Code for selecting data from a few columns from RILs planted at GC
ril_link <- "https://raw.githubusercontent.com/ybrandvain/datasets/refs/heads/master/clarkia_rils.csv"
ril_data <- readr::read_csv(ril_link) |>
  dplyr::mutate(growth_rate = case_when(growth_rate =="1.8O" ~ "1.80",
                                          .default = growth_rate),  
                growth_rate = as.numeric(growth_rate),
                visited = mean_visits > 0)
gc_rils <- ril_data |>
  filter(location == "GC", !is.na(prop_hybrid), ! is.na(mean_visits))|>
  select(petal_color, petal_area_mm, num_hybrid, offspring_genotyped, prop_hybrid, mean_visits , asd_mm,visited )|>
  mutate(log10_petal_area_mm = log10(petal_area_mm))

Motivating Scenario:
You are beginning to think about statistical models, and want to use something you understand well to rampu you up to more complex models.

Learning Goals: By the end of this subchapter, you should be able to:

  1. Understand the mean as a linear model.
    • Recognize that modeling a variable with just its mean is fitting a simple linear model with no predictors.
  2. Interpret residuals in a simple model.
    • Define and calculate residuals: the difference between observed values and model predictions.
  3. Understand why that the mean minimizes the sum of squared residuals.
    • And moreimportantly, what the sentence above means.
  4. Use R to explore and visualize residuals.
    • Fit a mean-only model using lm().
    • Use augment() to extract fitted values and residuals.

The mean again?

“But we already had a section on the mean, and besides I’ve known what a mean was for years.

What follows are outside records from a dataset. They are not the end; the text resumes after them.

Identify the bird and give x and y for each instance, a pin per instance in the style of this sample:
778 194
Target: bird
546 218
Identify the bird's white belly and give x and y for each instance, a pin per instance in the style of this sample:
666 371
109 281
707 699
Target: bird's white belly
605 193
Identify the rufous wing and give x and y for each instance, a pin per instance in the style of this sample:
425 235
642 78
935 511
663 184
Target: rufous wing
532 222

Why another section on this?”

  • You, probably.

We are beginning our tour of interpreting linear models with the mean. We start with the mean, not because I doubt that you understand what a mean and variance are — I know that you know how to calculate the mean (\(\overline{y} = \frac{\sum y_i}{n}\)) and the variance (\(s^2 = \frac{\sum (y_i - \overline{y})^2}{n-1}\)). Instead, we are starting here because your solid understanding of these concepts will help you better understand linear models.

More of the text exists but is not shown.